IAN THOMAS TYNDALL (AMCD), Bryan T. Roche (National University of Ireland, Maynooth), Jack E. James (NUI, Galway)
Abstract: The present experiment examined the effects of stimuli with aversive or neutral functions on derived relational responding to elucidate how stimulus function interacts with verbal processes. Fifty-seven subjects were exposed to an associative conditioning procedure, Phase 1, that paired six nonsense syllables with aversive images, and a further six stimuli with neutral images. Phase 2 involved selecting one aversive CS and one neutral CS and established a different operant response function for each stimulus. Phase 3 comprised a transfer-of-functions that examined whether the appropriate operant response transferred to the remaining five stimuli in each functional class by virtue of their previously established shared respondent functions. Forty-five of 57 subjects demonstrated the transfer of stimulus functions and progressed to Phase 4 equivalence training. Forty-two subjects were subsequently exposed to Phase 5 equivalence testing, 21 in each of the two conditions, Similar Aversive and Similar Neutral. Subjects took significantly longer to form stimulus equivalence classes in the Similar Aversive than the Similar Neutral condition (t = .032). The data suggest that cognitive-oriented therapy strategies designed to alter aversive stimulus classes, such as verbal categories, for anxiety-disordered clients may face significant challenges.
Human Anxiety and Approach-Avoidance Conflicts: An Experimental Analysis
STEVEN ROBERT GANNON (NUI Maynooth), Bryan T. Roche (National University of Ireland, Maynooth), Simon Dymond (Swansea University), Jonathan W. Kanter (Department of Psychology/University of Wisconsin,-Milwaukee)

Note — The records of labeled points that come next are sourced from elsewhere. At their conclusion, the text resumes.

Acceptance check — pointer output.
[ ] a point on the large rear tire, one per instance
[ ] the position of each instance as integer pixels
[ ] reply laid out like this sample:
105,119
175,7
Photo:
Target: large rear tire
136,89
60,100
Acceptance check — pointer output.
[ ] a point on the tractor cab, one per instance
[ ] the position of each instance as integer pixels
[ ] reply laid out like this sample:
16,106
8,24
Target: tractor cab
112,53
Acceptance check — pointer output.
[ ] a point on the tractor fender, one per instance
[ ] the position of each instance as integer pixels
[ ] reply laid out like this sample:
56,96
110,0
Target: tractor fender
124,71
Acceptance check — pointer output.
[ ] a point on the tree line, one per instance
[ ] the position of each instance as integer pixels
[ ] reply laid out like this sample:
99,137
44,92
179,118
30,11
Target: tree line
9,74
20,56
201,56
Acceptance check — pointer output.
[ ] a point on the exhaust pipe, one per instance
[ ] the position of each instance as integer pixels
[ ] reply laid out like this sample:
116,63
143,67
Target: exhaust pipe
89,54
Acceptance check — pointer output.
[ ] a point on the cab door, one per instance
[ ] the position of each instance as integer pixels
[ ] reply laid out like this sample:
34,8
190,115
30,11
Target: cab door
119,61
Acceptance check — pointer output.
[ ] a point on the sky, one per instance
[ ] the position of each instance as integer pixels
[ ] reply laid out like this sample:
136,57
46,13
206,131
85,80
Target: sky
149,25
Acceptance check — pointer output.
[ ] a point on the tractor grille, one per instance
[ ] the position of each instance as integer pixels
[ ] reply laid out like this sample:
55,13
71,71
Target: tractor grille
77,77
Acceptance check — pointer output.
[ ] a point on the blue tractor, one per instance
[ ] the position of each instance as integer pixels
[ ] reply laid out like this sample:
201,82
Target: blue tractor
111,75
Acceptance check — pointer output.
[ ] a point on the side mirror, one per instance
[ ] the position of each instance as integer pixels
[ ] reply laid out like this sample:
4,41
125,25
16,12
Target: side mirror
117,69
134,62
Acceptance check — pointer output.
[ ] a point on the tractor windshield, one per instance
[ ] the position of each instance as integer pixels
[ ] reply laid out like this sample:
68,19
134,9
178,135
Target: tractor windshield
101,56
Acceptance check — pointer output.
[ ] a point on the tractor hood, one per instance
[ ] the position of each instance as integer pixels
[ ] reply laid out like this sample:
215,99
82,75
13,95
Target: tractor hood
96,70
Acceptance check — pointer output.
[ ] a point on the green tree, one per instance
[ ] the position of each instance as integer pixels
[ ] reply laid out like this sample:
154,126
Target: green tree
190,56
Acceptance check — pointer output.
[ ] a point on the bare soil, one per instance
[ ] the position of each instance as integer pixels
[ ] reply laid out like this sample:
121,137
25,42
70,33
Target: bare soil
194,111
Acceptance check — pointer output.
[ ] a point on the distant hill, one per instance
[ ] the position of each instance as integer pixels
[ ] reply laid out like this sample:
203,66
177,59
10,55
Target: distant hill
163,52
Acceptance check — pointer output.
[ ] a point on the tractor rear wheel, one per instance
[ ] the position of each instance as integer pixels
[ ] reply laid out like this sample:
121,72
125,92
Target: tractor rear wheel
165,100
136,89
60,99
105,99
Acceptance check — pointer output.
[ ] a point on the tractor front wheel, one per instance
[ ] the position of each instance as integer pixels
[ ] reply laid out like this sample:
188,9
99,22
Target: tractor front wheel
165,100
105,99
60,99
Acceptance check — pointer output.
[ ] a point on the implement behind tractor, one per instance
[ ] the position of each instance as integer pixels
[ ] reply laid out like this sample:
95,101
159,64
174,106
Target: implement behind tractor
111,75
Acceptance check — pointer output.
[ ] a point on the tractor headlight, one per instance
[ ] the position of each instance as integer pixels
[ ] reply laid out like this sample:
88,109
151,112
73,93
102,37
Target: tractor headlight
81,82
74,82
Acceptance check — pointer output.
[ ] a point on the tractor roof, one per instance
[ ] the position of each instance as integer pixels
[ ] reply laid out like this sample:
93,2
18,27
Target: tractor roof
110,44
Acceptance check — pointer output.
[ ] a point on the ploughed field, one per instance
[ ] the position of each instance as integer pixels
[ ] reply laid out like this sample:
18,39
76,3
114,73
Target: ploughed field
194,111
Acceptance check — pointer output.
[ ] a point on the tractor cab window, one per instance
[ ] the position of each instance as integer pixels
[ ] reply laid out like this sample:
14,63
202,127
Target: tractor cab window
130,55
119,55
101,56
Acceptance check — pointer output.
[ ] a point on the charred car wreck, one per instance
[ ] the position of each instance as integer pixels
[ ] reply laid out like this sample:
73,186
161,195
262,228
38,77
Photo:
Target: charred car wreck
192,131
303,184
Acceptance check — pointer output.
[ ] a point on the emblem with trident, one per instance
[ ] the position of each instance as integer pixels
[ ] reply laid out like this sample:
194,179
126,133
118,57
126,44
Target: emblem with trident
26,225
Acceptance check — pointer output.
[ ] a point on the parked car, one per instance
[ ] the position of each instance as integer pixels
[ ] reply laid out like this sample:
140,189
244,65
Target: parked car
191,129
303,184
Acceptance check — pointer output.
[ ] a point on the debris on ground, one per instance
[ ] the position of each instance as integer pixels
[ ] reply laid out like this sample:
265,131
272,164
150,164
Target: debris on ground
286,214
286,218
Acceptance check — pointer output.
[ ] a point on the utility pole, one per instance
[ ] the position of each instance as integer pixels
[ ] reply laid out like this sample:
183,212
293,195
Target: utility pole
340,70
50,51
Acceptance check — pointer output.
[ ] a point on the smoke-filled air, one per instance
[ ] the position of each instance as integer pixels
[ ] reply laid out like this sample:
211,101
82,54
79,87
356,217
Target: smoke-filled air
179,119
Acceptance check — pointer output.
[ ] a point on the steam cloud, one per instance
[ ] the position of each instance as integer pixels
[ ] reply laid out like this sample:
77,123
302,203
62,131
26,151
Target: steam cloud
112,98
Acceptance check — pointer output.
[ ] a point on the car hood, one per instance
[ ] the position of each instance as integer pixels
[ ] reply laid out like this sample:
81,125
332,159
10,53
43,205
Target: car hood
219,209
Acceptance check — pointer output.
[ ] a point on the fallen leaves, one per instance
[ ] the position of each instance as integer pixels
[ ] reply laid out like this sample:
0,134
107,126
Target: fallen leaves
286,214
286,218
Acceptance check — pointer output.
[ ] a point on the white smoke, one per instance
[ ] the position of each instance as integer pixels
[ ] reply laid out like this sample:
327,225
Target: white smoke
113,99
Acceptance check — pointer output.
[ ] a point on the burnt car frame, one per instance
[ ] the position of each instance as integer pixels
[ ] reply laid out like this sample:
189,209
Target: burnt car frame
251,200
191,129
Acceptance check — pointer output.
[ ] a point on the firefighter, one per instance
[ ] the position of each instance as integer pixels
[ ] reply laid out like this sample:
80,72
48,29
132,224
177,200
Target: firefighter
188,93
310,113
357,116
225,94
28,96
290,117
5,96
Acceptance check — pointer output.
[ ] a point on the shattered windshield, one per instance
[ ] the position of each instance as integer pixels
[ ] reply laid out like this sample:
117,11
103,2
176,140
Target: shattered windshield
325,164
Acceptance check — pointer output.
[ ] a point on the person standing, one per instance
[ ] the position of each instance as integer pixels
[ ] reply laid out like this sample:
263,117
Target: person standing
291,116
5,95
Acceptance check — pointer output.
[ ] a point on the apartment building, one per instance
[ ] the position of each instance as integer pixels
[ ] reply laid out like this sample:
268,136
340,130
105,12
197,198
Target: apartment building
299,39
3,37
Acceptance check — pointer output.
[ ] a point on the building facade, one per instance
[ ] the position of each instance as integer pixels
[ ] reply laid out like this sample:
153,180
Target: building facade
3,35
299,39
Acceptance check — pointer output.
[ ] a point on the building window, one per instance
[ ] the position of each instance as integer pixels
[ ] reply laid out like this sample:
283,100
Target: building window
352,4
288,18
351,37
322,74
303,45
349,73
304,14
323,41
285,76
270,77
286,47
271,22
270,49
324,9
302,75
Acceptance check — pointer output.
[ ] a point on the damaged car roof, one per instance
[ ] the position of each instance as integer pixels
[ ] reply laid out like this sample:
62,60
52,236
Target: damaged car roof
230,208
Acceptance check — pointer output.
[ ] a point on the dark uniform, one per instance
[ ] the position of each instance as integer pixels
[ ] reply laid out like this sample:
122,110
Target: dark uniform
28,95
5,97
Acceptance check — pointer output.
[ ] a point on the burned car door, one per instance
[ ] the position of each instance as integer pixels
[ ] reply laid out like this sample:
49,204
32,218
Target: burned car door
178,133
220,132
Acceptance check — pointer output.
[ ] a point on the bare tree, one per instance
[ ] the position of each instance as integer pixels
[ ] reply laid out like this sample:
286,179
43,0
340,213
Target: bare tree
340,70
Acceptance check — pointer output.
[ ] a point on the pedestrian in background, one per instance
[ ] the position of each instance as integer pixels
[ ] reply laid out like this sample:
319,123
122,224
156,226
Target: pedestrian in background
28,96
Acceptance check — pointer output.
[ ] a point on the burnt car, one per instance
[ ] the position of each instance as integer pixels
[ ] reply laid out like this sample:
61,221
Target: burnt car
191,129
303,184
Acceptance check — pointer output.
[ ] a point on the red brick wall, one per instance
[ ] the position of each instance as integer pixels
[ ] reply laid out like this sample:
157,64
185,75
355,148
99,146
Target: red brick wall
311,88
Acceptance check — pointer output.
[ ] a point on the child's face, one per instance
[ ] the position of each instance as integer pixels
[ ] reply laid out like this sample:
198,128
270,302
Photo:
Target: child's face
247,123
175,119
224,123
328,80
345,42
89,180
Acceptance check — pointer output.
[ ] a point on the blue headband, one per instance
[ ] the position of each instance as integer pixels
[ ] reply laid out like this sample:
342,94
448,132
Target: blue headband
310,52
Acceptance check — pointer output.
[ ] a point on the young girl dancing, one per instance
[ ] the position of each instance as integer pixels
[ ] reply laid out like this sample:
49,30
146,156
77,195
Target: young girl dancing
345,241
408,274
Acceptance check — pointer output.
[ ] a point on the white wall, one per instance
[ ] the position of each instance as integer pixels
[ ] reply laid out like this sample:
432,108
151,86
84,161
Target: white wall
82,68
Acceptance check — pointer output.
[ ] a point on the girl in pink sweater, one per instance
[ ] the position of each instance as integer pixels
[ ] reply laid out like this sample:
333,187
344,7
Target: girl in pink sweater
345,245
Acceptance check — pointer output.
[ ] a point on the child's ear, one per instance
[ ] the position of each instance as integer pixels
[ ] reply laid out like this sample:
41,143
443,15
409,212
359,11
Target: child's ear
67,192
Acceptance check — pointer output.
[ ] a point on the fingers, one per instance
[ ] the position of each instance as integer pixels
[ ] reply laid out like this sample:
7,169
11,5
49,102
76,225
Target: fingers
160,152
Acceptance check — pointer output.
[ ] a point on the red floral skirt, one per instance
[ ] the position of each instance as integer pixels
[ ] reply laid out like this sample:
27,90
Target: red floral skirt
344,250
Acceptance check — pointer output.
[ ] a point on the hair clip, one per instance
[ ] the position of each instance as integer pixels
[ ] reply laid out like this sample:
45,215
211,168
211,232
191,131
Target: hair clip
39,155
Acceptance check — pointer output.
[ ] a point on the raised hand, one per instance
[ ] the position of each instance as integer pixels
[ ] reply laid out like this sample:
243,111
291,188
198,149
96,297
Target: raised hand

Abstract: The present paper reports on an experiment which first aimed to identify aversive (shock) and appetitive (money) stimuli of equal strength for each subject. Next, a non-word stimulus, B1, was established as a discriminative stimulus for avoiding shock, while B2 was established as a discriminative stimulus for approaching money. Two four-member equivalence classes (A1-B1-C1-D1 and A2-B2-C2-D2) were then trained and tested. Participants were then presented with C1 and C2 to test for the derived transfer of avoidance and approach functions, respectively. C1C2, C2C1, C1D1 and C2D2 compound stimuli were then presented in extinction. The results demonstrate consistency in response patterns across subjects when compound pairs were members of the same equivalence class, but variation across and not within subjects when compound pairs were members of different equivalence classes. Response delays and elevated self-reported anxiety levels were also recorded when compound pairs were members of different equivalence classes.
Attentional bias for laboratory-induced threat and transfer of color-naming interference
MARIA SONSOLES VALDIVIA-SALAS (University at Albany, State University of New York), John P. Forsyth (University at Albany, SUNY), Carmen Luciano Soriano (University Almer&íacute;a, Spain)
Abstract: Numerous studies have shown that anxious individuals selectively and disproportionately attend to unpleasant emotional stimuli. Such threat-biased processing is assumed to develop as a consequence of aversive emotional learning, but data showing that aversive conditioning contributes to the development and maintenance of processing biases is scarce. The present study aimed to fill this gap and had two main goals: first, to examine the effects of an aversive conditioning procedure on attentional bias for threat as index using a Stroop interference task. The second goal was to test for the transfer of Stroop color-naming interference across members of an equivalence class. Healthy college students were presented with a Stroop task containing six non-sense words: A1 (CS+), A2 (CS-), C1, C2 and two neutral words. Response latency and errors during the Stroop task were measured at (1) baseline; (2) after conditioning A1 to CO2-enriched air, and A2 to normal room air; and (3) after training four conditional discriminations: A1-B1, B1-C1, A2-B2, and A2-C2. This research, along with its implications for understanding the role of language in contributing to anxious suffering, will be described.